In pyrogenic ecosystems, fire, vegetation, and microclimate interact in a fire-promoting, positive feedback. However within the broader matrix, non-pyrogenic communities may also be found. Fires extinguish somewhere between these adjacent communities, generating a dynamic ecotonal boundary. Some boundaries are sharp (e.g. tropical savanna – forest), whereas others have less abrupt transitions. While drivers of the feedback at sharp boundaries have been suggested, the specific impacts of these drivers on fire spread in broader ecotones are unknown. Our objectives were to determine the influence of vegetation structure and microclimate on ecotonal fire spread. We established 53 transects, along a longleaf pine savanna – wetland ecotone.
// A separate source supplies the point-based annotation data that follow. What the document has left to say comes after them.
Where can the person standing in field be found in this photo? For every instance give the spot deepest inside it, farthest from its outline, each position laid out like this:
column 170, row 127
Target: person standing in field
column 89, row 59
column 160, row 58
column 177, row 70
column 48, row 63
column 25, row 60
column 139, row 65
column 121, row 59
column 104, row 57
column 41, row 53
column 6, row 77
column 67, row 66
We recorded height, percent cover, vertical density, and canopy cover for 12 vegetation structure classes within 269 plots. We collected living and dead fuels along a subset of 24 transects. Microclimate was quantified at five representative ecotones from continuously collected data on precipitation, soil moisture, fuel moisture and temperature, air temperature, relative humidity, wind speed and direction, and net radiation. Following prescribed fire, we measured fire spread along each transect. We used regression analyses and model selection with measures of vegetation structure and microclimate as predictors of the probability of fire spread. 

Results/Conclusions

Vegetation structure and microclimate variables significantly predicted the probability of fire spread through the savanna-wetland ecotone. Our best model using vegetation structure predictors included evergreen shrub and fern cover. Our best microclimate model included fuel moisture and soil moisture as predictors. Our best combined (vegetation structure and microclimate) model used all of the predictors from the two separate models. The probability of burning was greatest under low cover of evergreen shrubs and ferns and low soil and fuel moisture levels. The relative fit of each of the three models was assessed with receiver operating characteristic curves. We found that the vegetation structure and the combined model performed well in predicting the probability of ecotonal fire spread. It appears that vegetation structure and microclimate strongly influence fire spread, but should not be considered absolute, especially with threats of environmental change. This feedback is critical for the maintenance of vegetative structural boundaries and distinct ecosystems (e.g. savanna – wetland).